Signet Jewelers (ticker: SIG) saw a surge in its stock price during premarket trading on Thursday following its impressive performance, which exceeded estimates and raised its fiscal-year earnings guidance.
Strong Earnings and Revenue Outperform Expectations
Signet reported adjusted earnings of $1.55 per share, surpassing the consensus estimate of $1.45 per share. Although revenue declined by 8.1% YoY to $1.6 billion, it still outperformed estimates of $1.58 billion.
"Our team's focus on the consumer enabled us to exceed our revenue and bottom-line commitments in the quarter while also advancing our strategic priorities," stated Signet CEO Virginia Drosos.
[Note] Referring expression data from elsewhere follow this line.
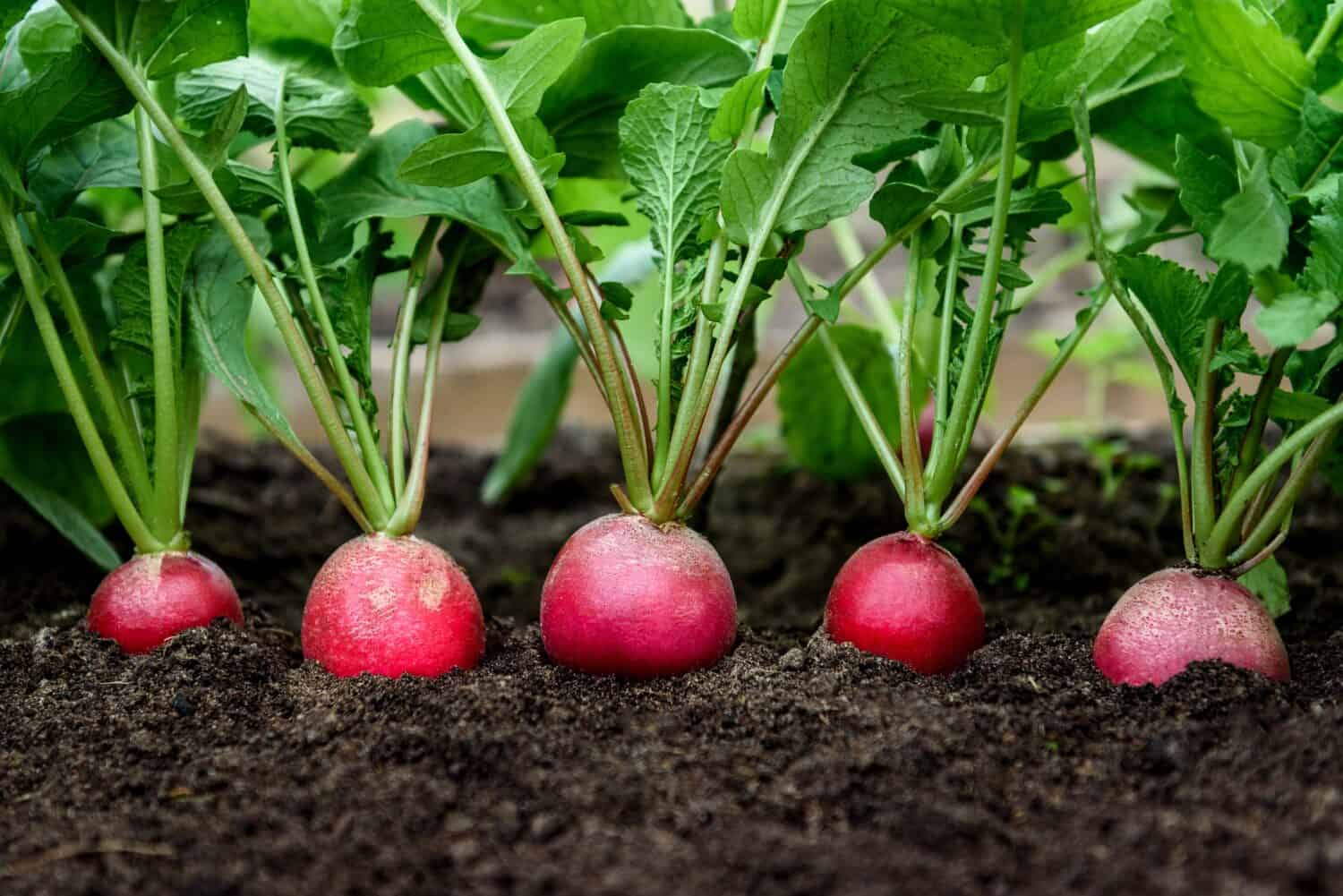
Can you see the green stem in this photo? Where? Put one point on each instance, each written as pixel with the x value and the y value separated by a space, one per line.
pixel 402 349
pixel 107 472
pixel 1203 482
pixel 663 427
pixel 749 405
pixel 298 351
pixel 167 496
pixel 1253 438
pixel 373 461
pixel 628 429
pixel 413 499
pixel 1279 514
pixel 131 449
pixel 10 324
pixel 870 424
pixel 1082 128
pixel 696 403
pixel 843 287
pixel 910 446
pixel 986 466
pixel 1326 37
pixel 948 319
pixel 1323 426
pixel 851 250
pixel 698 364
pixel 967 388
She further expressed confidence in achieving the company's Fiscal 2024 guidance.
Elevated Earnings Projections for Fiscal 2024
Signet announced a slight increase in its earnings projections for fiscal 2024, citing an anticipated boost in sales of engagement rings due to the expected rise in betrothals after a lull. The new earnings per share range is forecasted to be between $9.55 and $10.14, up from the previous range of $9.49 to $10.09. Analysts had previously estimated $9.42 per share. Signet reaffirmed its expectations for total sales to fall within the range of $7.1 billion to $7.3 billion.
Signet's Broad Portfolio and Recent Acquisition
As the parent company of renowned brands such as Zales, Kay Jewelers, and Blue Nile, Signet has solidified its position as a leading player in the jewelry industry. In July, the company acquired SJR National Repair, a retailer specializing in watch and jewelry repairs, for approximately $6 million.
Positive Market Response
Ahead of the opening bell on Thursday, Signet's stock experienced a 2.9% increase. So far this year, the stock has gained 5%.